Тем не менее вопрос о формулировке первого параграфа — о Временном правительстве — и здесь вызвал самые горячие прения. Гаркушенко решительно стоял за формулировку, которая была выработана в Совете. Верность правительству ставилась в зависимость от того, будет ли оно в тесном контакте с Петроградским Советом. Я передал мнение Колчака, считавшего, что этот пункт для него неприемлем: «Наше дело военное, нам нужен один командир — правительство, а какое оно, мы разбирать не будем».
На этот раз матросы и солдаты стали возражать резко: в правительстве сидят князь Львов и фабрикант Гучков, какие же они нам правители? Я возражал, что в том же правительстве сидит и социалист-революционер Керенский. Если что не так, он поднимет свой голос.

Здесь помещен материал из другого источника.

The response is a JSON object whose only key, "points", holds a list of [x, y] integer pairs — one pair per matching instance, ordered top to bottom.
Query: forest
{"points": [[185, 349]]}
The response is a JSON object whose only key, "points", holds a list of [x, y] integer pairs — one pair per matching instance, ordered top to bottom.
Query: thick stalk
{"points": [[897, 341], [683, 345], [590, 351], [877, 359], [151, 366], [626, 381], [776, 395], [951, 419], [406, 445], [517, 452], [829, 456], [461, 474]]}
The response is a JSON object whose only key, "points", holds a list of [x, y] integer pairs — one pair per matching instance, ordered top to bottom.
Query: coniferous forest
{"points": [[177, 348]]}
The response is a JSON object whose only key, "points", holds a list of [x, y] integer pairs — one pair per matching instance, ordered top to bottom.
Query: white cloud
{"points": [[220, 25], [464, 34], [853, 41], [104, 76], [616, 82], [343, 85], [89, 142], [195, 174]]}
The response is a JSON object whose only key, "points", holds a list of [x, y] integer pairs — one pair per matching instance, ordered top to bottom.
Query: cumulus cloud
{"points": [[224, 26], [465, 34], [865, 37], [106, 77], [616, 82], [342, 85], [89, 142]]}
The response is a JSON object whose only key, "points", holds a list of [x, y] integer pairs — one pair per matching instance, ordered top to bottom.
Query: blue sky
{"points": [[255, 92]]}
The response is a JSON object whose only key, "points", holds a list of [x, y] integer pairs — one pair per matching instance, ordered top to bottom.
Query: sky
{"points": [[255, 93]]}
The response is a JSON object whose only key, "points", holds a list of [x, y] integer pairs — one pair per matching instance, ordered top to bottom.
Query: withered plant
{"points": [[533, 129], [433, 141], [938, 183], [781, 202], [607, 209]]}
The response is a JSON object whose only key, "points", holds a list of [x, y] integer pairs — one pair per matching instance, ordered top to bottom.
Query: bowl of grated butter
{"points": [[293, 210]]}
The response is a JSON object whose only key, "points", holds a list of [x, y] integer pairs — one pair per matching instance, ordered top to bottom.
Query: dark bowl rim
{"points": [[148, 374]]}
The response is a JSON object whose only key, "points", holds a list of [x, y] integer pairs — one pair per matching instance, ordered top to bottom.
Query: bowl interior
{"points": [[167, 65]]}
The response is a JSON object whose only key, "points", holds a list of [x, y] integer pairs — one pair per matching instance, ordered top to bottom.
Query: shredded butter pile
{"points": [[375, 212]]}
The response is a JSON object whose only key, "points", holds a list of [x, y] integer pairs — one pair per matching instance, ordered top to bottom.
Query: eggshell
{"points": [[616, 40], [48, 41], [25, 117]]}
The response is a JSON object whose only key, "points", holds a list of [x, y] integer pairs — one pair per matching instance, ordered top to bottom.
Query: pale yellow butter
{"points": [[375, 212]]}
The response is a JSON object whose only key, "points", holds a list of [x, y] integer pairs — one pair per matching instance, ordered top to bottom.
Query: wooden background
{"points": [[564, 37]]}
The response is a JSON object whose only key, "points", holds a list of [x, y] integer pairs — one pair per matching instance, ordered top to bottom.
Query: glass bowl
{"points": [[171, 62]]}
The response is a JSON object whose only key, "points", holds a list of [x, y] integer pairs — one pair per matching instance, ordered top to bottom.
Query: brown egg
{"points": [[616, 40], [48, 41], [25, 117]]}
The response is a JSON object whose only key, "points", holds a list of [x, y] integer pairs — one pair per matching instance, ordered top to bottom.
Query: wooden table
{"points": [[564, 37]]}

Настроение собрания было боевым. Казалось, разрыв неизбежен. Лейтенант Ромушкевич, выполняя данное ему Колчаком поручение, сказал, что офицеры на формулировку Совета не пойдут и придется тогда проводить это положение без них. Дело осложнялось. Офицерство, вошедшее в Совет, сумело уже завоевать авторитет и симпатии со стороны известной части команд; без офицеров остаться перед лицом врага не хотели. Из трудного положения вывел Левгофт.
— Давайте напишем, — предложил он, — что мы повинуемся правительству, поскольку оно ведет страну к Учредительному собранию, где народ и выскажет свою волю.

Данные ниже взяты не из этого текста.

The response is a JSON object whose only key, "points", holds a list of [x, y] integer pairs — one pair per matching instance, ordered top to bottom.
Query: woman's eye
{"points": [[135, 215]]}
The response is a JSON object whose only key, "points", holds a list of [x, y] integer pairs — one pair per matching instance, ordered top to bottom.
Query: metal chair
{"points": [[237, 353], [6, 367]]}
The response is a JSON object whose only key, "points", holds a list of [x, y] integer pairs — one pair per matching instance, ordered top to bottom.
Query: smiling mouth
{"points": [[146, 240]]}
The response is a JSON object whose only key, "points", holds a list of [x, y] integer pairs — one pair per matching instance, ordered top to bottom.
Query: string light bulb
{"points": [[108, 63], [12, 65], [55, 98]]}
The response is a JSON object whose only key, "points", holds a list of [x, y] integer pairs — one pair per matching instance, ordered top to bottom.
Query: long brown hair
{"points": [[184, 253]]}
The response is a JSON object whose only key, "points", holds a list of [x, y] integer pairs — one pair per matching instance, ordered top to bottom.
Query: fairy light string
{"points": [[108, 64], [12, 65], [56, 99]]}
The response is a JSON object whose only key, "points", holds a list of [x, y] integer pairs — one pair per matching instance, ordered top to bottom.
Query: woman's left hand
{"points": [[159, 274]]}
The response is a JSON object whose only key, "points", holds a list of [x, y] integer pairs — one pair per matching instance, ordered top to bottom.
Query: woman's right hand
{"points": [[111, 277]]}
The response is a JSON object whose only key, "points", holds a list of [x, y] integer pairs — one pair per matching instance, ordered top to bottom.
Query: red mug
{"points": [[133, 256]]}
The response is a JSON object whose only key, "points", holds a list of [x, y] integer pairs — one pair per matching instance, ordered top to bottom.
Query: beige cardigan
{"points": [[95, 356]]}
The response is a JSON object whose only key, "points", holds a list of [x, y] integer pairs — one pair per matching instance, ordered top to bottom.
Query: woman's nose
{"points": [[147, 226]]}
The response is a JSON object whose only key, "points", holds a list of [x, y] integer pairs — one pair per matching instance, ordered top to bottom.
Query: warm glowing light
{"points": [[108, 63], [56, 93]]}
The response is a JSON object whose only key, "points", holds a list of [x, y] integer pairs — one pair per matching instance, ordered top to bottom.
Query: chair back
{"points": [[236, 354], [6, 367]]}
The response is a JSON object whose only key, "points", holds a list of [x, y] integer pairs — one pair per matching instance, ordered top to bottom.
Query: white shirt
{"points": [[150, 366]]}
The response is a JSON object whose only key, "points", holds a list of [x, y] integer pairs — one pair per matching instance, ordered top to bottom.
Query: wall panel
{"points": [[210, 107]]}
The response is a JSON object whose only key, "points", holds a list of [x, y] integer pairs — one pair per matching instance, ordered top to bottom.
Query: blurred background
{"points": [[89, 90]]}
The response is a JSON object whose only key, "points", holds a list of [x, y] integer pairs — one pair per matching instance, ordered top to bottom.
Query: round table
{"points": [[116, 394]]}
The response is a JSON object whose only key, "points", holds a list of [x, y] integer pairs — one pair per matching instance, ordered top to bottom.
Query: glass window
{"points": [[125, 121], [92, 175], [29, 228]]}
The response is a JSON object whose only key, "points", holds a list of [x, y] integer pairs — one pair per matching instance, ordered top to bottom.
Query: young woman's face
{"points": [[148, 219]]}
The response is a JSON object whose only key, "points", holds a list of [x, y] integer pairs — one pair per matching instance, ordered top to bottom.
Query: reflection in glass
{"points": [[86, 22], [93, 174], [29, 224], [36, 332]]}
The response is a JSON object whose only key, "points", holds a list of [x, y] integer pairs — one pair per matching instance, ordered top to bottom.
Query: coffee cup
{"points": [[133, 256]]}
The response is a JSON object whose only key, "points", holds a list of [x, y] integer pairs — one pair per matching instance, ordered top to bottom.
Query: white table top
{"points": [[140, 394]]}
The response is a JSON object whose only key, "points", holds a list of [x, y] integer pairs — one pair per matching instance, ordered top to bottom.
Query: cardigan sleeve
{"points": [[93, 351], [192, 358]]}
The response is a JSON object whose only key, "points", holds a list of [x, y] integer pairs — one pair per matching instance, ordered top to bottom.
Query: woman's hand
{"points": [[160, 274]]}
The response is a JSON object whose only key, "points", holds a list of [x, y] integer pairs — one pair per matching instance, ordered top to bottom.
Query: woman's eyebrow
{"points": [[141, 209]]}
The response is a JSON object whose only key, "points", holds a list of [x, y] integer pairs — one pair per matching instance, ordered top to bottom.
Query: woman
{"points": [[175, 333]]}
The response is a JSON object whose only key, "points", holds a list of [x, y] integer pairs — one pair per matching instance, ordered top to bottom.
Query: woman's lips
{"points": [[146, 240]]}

Такая формула неожиданно примирила обе стороны. Казалось, все подводные камни обойдены. Но оставался вопрос о дисциплине. Тут уж докладчик столкнулся с непреодолимым сопротивлением.
— О дисциплине ты нам не говори, — кричали с мест.
— Но как же быть? Хорошо, если человек сознательный, с ним договоришься, — доказывал свою мысль Сапронов. — Но что делать с поваром из штаба Черноморской дивизии? И в бой он не идет, и работать не хочет, Желает лишь загребать деньги.
Собрание развеселилось. Пришлось подробно рассказать о ловкаче.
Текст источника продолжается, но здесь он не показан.